L'opera, che nel suo allestimento finale assume un valore paradigmatico nel contesto della disciplina riformatrice operata da Carlo Borromeo (nipote di Pio IV) nella diocesi ambrosiana, è costituita da una teca cilindrica recante nel registro inferiore una decorazione anulare a girali e una sequenza in continuum di otto scene dell'Incarnazione e della vita di Gesù, sovrastate dall'iscrizione indicante il donatore. Il registro superiore è scandito da dodici colonne doriche, sulla cui trabeazione si trovano le statuette dei dodici apostoli e, al culmine della cupola, quella del Cristo risorto.
Il tabernacolo milanese è l'ultima opera nella quale è accertato l'intervento del Lombardo.
Il L. morì con ogni probabilità a Recanati, dove Calcagni lo ricordava sepolto nella chiesa di S. Maria del Varano, il 9 sett. 1563, o entro il 5 maggio 1565 (Scultori a Loreto…, p. 9 n. 32).

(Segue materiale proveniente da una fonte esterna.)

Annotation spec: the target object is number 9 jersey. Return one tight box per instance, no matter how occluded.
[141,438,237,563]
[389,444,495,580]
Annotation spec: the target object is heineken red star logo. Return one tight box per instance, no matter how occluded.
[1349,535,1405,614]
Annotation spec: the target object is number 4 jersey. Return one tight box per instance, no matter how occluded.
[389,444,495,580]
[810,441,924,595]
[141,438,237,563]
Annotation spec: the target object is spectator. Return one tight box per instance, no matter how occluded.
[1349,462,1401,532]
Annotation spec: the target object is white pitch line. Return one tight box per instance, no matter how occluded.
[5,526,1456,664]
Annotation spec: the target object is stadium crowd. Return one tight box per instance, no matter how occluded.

Fonti e Bibl.: S. Serragli, Nuova relatione della S. Casa abbellita, Macerata 1633, pp. 85-90; D. Calcagni, Memorie istoriche della città di Recanati, Messina 1711, p. 257; G. Baruffaldi, Vite de' pittori e scultori ferraresi, a cura di G. Boschini, I, Ferrara 1844, p. 230; L.N. Cittadella, Documenti e illustrazioni riguardanti la storia artistica ferrarese, Ferrara 1868, pp. 189-201; A. Bertolotti, Artisti lombardi a Roma nei secoli XV, XVI e XVII, I, Milano 1881, p. 145; Id., Artisti bolognesi, ferraresi ed alcuni altri del già Stato pontificio in Roma nei secoli XV, XVI e XVII…, Bologna 1885, p. 76; P. Paoletti, L'architettura e la scultura del Rinascimento in Venezia, II, Venezia 1893, pp. 221, 251 s.; G. Pauri, I Lombardi Solari e la scuola recanatese di scultura, Milano 1915; L. Planiscig, Andrea Riccio, Wien 1927, p. 324; A. Venturi, Storia dell'arte italiana, X, 2, Milano 1936, pp. 683-719; U. Middeldorf, Notes on Italian bronzes, III, Girolamo, A. and Lodovico Lombardi and the base of the "Idolino", in The Burlington Magazine, LIII (1938), pp. 251-257; G. Medri, La scultura a Ferrara, Rovigo 1957, pp. 102-111; K. Weil Garris, The S. Casa di Loreto. Problems in Cinquecento sculpture, I, New York-London 1977, pp. 92-95, 302 s., 318-322, 332; S. Benedetti, Un'aggiunta a Pirro Ligorio: Il tabernacolo di Pio IV nel duomo di Milano, in Palladio, XXV (1978), 1, p. 62 n. 41; Scultori a Loreto. Fratelli Lombardi, Antonio Calcagni e Tiburzio Vergelli. Documenti, a cura di F. Grimaldi - K. Sordi, Ancona 1987, pp. 1-39; M. Giannatiempo López, I Lombardi Solari e la porta centrale di Loreto, in Le arti nelle Marche al tempo di Sisto V (catal., Ascoli), a cura di P. Dal Poggetto, Cinisello Balsamo 1992, pp. 218-231; L. Arcangeli, La scuola cinquecentesca della scultura in bronzo, in Scultura nelle Marche, a cura di P. Zampetti, Firenze 1993, pp. 361-366; F. Grimaldi - K. Sordi, L'ornamento marmoreo della S. Cappella di Loreto, Loreto 1999, ad ind.; U. Thieme - F. Becker, Künstlerlexikon, XXIII, pp. 341 s.